Oklahoma artist Dana Tiger is a member of the Muscogee (Creek) Nation and of Creek, Seminole, and Cherokee descent. Tiger was just five years old when her father, legendary Oklahoma artist Jerome Tiger, passed away. While growing up, she turned to his art as a way of knowing the father she lost. That engagement, coupled with the tutelage of her uncle, renowned painter Johnny Tiger, Jr., exposed the younger Tiger both to the richness of her Native American culture and to the bounty of her family's artistic tradition. Today, she is an award-winning, nationally-acclaimed artist living in Muskogee, Oklahoma.
Best known for her watercolors and acrylic paintings depicting the strength and determination of Native American women, Tiger's art is often described in terms of how it helps viewers see the past and contemporary roles of the Native woman in communities. Her artwork hangs in galleries, universities, and Native American institutions and state buildings nationwide. In addition, she has won numerous awards and art competitions, including the Five Civilized Tribes Museum's Masters Art Show, the Cherokee National Holiday Art Competition, and the Creek Nation Artist of the Year Award. In recognition of her accomplishments as an artist, as well as an activist and community leader, Tiger was inducted into the Oklahoma Women's Hall of Fame in 2001.

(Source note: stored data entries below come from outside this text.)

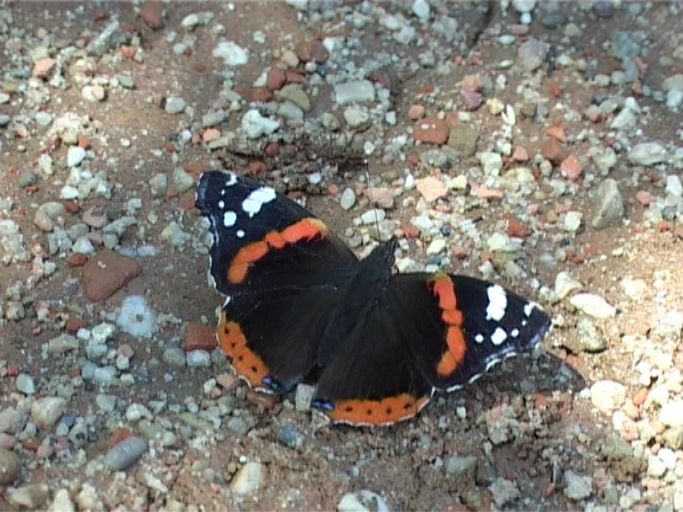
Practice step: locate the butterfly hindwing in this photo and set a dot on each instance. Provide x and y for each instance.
(263, 240)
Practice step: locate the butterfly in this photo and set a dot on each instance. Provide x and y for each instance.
(300, 306)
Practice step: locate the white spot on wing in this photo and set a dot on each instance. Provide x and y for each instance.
(498, 336)
(497, 302)
(229, 219)
(256, 199)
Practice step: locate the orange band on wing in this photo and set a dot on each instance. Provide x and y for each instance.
(456, 348)
(247, 364)
(305, 229)
(377, 412)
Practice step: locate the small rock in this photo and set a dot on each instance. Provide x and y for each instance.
(671, 414)
(589, 338)
(572, 221)
(47, 411)
(463, 138)
(577, 487)
(608, 205)
(255, 125)
(504, 491)
(231, 53)
(199, 337)
(174, 105)
(431, 188)
(151, 14)
(249, 478)
(48, 215)
(592, 305)
(75, 156)
(106, 273)
(30, 496)
(647, 154)
(571, 168)
(565, 284)
(357, 117)
(25, 384)
(9, 466)
(362, 501)
(431, 131)
(532, 54)
(181, 181)
(458, 465)
(359, 91)
(347, 199)
(44, 67)
(608, 395)
(198, 359)
(125, 453)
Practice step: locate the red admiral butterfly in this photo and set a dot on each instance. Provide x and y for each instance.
(301, 305)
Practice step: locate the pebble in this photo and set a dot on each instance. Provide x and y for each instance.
(93, 93)
(347, 199)
(608, 205)
(359, 91)
(674, 185)
(463, 138)
(431, 131)
(458, 465)
(572, 221)
(9, 466)
(181, 181)
(504, 491)
(25, 384)
(647, 154)
(608, 395)
(362, 501)
(592, 305)
(589, 337)
(565, 284)
(106, 273)
(249, 478)
(255, 125)
(431, 188)
(30, 496)
(75, 156)
(577, 487)
(48, 215)
(357, 116)
(174, 356)
(125, 453)
(174, 105)
(671, 414)
(12, 420)
(231, 53)
(532, 54)
(198, 359)
(47, 411)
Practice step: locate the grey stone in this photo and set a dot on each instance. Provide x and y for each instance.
(532, 54)
(608, 205)
(358, 91)
(126, 453)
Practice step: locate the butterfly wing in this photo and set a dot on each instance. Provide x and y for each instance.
(431, 331)
(262, 240)
(280, 268)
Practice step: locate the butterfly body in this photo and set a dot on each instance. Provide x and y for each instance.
(301, 305)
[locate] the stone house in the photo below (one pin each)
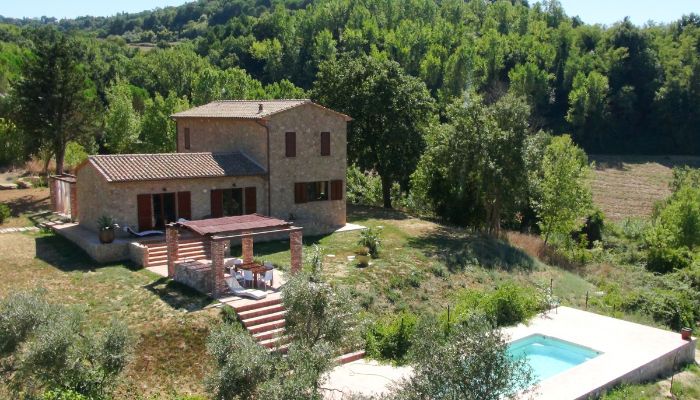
(282, 158)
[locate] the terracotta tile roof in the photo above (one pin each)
(140, 167)
(239, 223)
(246, 109)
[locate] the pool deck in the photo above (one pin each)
(632, 352)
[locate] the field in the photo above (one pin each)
(628, 186)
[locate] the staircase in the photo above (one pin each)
(264, 319)
(157, 253)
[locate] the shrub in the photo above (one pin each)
(509, 304)
(392, 337)
(371, 239)
(4, 213)
(363, 187)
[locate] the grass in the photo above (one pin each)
(628, 186)
(170, 355)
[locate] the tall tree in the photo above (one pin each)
(391, 112)
(563, 195)
(56, 101)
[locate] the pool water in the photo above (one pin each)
(549, 356)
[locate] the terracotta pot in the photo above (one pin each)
(362, 259)
(685, 333)
(106, 235)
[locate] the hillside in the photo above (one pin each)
(628, 186)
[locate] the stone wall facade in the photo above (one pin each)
(308, 121)
(221, 135)
(97, 197)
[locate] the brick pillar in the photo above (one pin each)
(247, 249)
(295, 246)
(217, 265)
(73, 201)
(53, 183)
(171, 243)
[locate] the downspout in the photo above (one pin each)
(263, 122)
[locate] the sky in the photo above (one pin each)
(590, 11)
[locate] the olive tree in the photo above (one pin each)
(467, 361)
(43, 346)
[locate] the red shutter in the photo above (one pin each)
(144, 211)
(290, 141)
(299, 193)
(217, 203)
(251, 199)
(184, 205)
(337, 189)
(325, 143)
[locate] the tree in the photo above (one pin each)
(44, 346)
(563, 194)
(56, 101)
(473, 169)
(467, 361)
(391, 112)
(122, 122)
(158, 130)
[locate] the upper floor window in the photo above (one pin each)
(325, 143)
(290, 144)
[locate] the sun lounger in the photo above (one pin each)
(142, 233)
(240, 291)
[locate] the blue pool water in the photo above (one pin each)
(549, 356)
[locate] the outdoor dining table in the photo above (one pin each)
(255, 268)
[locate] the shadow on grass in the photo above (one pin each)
(360, 213)
(178, 295)
(459, 250)
(66, 256)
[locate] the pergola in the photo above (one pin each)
(217, 232)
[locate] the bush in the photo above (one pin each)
(667, 259)
(4, 213)
(363, 187)
(371, 239)
(392, 337)
(509, 304)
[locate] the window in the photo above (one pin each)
(325, 143)
(290, 142)
(310, 191)
(230, 202)
(337, 190)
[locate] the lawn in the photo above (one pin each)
(422, 266)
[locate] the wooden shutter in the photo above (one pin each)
(299, 193)
(337, 189)
(184, 205)
(325, 143)
(217, 203)
(251, 199)
(144, 210)
(290, 142)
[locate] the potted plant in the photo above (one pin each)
(362, 256)
(685, 333)
(107, 227)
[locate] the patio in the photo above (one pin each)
(210, 275)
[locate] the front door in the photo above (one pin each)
(164, 209)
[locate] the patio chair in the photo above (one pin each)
(267, 278)
(240, 291)
(142, 233)
(248, 276)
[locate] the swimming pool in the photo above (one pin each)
(549, 356)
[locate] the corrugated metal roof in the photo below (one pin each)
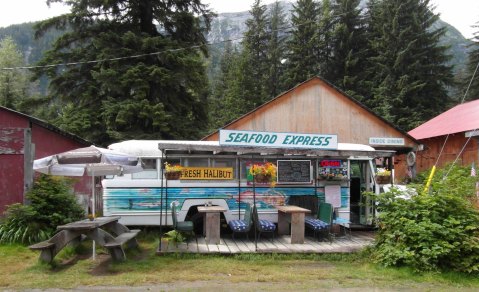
(461, 118)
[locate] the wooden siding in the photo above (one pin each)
(17, 134)
(316, 107)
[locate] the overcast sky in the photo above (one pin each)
(459, 13)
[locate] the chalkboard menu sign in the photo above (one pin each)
(294, 171)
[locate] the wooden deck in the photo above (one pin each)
(280, 244)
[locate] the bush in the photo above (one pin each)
(51, 204)
(435, 231)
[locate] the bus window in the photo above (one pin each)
(248, 162)
(150, 170)
(195, 162)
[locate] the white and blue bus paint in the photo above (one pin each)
(141, 198)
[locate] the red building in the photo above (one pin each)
(22, 140)
(450, 135)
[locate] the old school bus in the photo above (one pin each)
(212, 173)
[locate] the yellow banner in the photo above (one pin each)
(207, 173)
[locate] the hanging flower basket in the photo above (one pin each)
(172, 171)
(263, 178)
(264, 173)
(171, 175)
(383, 179)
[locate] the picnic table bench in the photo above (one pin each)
(96, 230)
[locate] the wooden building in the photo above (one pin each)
(23, 139)
(450, 135)
(316, 106)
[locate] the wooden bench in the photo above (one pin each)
(47, 249)
(115, 246)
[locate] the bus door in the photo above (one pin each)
(361, 180)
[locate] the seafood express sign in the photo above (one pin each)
(278, 140)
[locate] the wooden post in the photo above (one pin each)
(28, 155)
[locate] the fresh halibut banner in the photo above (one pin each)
(207, 173)
(278, 140)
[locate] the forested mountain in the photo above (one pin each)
(231, 26)
(226, 26)
(252, 57)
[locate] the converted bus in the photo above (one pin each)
(219, 175)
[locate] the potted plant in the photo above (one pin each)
(172, 171)
(383, 176)
(264, 173)
(175, 237)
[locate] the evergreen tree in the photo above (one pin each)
(276, 51)
(160, 93)
(407, 71)
(13, 82)
(302, 60)
(348, 46)
(255, 54)
(325, 26)
(473, 69)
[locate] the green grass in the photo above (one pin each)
(20, 269)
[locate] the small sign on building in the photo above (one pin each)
(386, 141)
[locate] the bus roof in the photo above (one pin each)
(156, 148)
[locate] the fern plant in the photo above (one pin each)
(51, 204)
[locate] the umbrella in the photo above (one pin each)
(92, 161)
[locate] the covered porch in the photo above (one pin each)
(279, 244)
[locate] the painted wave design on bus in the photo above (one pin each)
(149, 199)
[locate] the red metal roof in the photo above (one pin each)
(461, 118)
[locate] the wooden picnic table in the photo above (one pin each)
(293, 215)
(211, 223)
(105, 231)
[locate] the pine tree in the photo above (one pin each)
(347, 46)
(13, 82)
(255, 53)
(473, 69)
(407, 71)
(276, 51)
(160, 93)
(302, 59)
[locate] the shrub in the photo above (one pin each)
(51, 204)
(435, 231)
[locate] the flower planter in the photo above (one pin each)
(172, 175)
(383, 179)
(261, 178)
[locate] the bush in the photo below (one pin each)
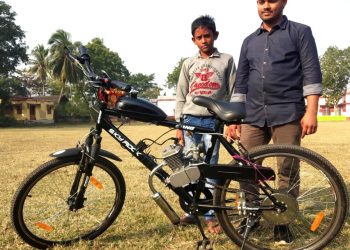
(7, 121)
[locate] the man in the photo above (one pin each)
(278, 69)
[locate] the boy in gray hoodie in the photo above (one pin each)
(209, 73)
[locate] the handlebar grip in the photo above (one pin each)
(121, 85)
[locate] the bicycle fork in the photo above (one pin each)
(76, 198)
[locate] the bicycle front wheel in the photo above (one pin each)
(40, 208)
(314, 193)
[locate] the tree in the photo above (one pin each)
(335, 66)
(40, 68)
(12, 47)
(145, 85)
(102, 58)
(173, 77)
(62, 68)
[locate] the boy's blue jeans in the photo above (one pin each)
(206, 122)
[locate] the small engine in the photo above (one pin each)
(184, 164)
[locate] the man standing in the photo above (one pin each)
(278, 69)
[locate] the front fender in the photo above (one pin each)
(68, 152)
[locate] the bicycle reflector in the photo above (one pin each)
(95, 182)
(44, 226)
(317, 221)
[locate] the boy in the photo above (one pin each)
(208, 73)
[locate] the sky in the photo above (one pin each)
(151, 36)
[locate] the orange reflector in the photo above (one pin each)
(44, 226)
(95, 182)
(317, 221)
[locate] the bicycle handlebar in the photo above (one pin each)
(84, 61)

In 2002, Tiger founded the non-profit Legacy Cultural Learning Community with the mission to build on cultural teaching by bringing the joy of art expression to the young people in American Indian communities. Through this community-based organization, she is dedicated to nurturing Native youth via the celebration and sharing of tribal languages and culture through the arts. Her artwork, featured on a poster to combat HIV and AIDS in Indian Country, received recognition at the United Nations in New York in 2005, and her painting, Again We Ride, was chosen as the cover art for the 2006 Oklahoma Women's Almanac. Tiger also extends her reach beyond the arts and focuses on promoting the use of traditional tribal food to combat diseases afflicting Native people in the Muscogee (Creek) and Cherokee communities.
Tiger currently resides in Muskogee where she owns the Tiger Art Gallery. Together with her husband, she is raising two children who are also gifted, emerging artists.